All of these things may not sound very funny, but Stearns plays up so much of the dialogue in such a stilted, ridiculous way that all you can do is laugh and wonder why everyone on-screen is taking it so seriously. And though Self-Defense does become shockingly violent in some instances – to a point where my mouth was just agape with sheer bewilderment for a very long period of time – the majority of scenes are played with a humourous tongue-in-cheek bend.
Eisenberg is on point the entire time, firing on all cylinders and playing right into the kind of indie sensibility that made him a star in the first place. His work here reminded me a lot of his dual role in Richard Ayoade’s underappreciated enigma The Double in how he plays two sides of the same coin and how multi-faceted his approach was to both personalities. He is only playing one character here, but his transformation from reclusive and fearful big-hearted guy to an overconfident, arrogant and pompous asshole bro is truly one for the ages. The same goes for Nivola’s Sensei, whose ambiguous nature is what really drives the film. You are never able to get a full reading on him, and just when you think you understand all of his motivations, he goes ahead and does something completely unexpected and makes you change your thinking altogether. And he does this from his very first frame all the way up to his very last. Nivola has long been a supporting player, but he truly shines here and really comes into his own. His darkly twisted delivery of some lines is downright hysterical, even at its most poisonous and vile.

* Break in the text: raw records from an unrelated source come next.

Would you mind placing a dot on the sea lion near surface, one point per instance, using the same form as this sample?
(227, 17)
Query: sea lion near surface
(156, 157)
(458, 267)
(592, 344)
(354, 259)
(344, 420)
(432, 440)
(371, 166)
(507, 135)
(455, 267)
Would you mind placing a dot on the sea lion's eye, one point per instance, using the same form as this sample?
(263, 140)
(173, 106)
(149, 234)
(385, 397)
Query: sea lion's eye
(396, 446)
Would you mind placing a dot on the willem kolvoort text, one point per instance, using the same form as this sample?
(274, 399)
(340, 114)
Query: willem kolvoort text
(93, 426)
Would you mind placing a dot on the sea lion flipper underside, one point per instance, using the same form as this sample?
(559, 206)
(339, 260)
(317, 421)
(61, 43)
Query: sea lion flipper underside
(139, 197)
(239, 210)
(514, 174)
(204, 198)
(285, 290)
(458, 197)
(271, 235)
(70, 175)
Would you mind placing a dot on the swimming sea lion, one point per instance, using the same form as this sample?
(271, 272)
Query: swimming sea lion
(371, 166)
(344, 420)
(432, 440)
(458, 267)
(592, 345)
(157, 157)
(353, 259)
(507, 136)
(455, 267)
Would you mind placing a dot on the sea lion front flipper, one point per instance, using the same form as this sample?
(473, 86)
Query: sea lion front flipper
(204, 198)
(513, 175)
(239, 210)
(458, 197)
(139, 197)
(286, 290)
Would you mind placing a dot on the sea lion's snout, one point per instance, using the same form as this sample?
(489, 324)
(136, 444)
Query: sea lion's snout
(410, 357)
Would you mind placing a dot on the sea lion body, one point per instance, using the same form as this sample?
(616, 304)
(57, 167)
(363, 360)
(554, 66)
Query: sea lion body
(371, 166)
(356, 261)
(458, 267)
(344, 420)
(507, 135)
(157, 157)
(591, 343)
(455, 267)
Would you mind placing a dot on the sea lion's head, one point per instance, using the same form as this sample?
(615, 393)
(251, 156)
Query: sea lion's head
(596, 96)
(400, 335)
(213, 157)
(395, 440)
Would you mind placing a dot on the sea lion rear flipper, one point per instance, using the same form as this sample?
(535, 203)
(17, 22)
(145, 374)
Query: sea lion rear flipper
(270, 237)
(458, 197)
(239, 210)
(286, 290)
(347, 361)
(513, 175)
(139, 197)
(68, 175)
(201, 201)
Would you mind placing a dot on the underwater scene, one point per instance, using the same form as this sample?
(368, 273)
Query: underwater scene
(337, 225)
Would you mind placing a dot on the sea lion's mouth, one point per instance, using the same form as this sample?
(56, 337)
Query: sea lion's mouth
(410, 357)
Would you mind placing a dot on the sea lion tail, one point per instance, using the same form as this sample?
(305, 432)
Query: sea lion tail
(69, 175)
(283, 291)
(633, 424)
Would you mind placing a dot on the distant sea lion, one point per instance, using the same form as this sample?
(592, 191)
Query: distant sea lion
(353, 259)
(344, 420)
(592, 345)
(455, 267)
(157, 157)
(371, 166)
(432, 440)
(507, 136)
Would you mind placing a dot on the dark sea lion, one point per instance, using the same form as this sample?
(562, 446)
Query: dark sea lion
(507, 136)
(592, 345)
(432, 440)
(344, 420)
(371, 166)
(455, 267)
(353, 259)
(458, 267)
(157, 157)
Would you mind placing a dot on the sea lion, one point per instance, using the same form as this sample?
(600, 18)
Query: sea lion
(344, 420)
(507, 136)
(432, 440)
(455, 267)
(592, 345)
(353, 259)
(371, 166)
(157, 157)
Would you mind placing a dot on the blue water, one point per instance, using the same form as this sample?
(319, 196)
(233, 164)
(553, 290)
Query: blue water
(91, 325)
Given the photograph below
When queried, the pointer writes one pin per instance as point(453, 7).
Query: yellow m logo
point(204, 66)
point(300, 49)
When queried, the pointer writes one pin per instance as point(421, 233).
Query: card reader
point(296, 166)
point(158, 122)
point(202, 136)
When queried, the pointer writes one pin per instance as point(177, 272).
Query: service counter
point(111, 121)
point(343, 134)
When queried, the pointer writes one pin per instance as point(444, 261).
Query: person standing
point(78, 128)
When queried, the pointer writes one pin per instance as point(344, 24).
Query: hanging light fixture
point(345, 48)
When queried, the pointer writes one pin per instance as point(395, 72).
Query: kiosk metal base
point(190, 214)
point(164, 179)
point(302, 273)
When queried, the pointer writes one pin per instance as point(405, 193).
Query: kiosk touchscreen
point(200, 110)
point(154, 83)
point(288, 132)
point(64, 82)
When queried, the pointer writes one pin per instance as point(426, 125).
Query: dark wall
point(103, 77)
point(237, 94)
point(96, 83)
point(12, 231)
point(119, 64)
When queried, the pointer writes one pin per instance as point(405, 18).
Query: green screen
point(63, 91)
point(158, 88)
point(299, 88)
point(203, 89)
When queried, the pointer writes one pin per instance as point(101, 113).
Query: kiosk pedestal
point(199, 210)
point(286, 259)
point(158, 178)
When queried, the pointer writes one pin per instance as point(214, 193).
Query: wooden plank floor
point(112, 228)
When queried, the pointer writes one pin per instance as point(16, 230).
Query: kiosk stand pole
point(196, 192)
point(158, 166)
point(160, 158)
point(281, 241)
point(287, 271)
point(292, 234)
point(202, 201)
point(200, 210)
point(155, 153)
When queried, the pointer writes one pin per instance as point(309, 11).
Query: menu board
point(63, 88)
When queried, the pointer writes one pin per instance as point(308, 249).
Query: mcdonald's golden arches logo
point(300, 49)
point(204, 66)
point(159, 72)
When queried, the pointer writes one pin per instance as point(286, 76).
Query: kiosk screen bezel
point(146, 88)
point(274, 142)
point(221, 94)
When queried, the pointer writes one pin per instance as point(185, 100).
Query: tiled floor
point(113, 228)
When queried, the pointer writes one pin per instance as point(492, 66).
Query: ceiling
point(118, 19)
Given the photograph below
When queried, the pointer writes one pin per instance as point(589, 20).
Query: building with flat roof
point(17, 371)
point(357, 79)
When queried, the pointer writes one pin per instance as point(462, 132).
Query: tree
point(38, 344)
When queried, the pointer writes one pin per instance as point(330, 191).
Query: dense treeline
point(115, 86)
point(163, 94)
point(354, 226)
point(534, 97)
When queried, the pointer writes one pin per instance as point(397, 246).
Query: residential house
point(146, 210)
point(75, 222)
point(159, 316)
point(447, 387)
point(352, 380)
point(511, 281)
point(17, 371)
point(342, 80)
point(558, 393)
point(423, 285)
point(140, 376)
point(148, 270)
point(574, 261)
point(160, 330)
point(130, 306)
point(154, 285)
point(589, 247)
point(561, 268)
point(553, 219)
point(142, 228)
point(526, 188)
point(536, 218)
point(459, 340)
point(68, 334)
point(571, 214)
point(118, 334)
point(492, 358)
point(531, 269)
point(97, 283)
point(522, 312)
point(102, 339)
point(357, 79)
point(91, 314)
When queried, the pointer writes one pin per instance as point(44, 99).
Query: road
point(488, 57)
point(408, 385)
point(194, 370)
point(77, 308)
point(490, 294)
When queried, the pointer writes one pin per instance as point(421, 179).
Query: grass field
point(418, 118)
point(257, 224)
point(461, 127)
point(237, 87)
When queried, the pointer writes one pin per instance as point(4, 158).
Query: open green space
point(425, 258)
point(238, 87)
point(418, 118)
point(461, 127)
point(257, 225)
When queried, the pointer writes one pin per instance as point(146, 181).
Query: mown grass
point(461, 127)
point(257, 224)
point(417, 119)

The pacing is not always the best and it will not be for everyone, but The Art of Self-Defense is hilariously bleak and truly one-of-a-kind entertainment. This is satire done right, driven by terrific performances from Eisenberg and Nivola, all centred around messaging that every man has probably heard and experienced far too many times. It is twisted and disgusting, but it says a lot about male culture – and shows how we really have not come all that far from what used to pass for being acceptable.
The Art of Self-Defense was released in Toronto, Vancouver and Montreal this past Friday, and will begin expanding across Canada starting Friday July 26!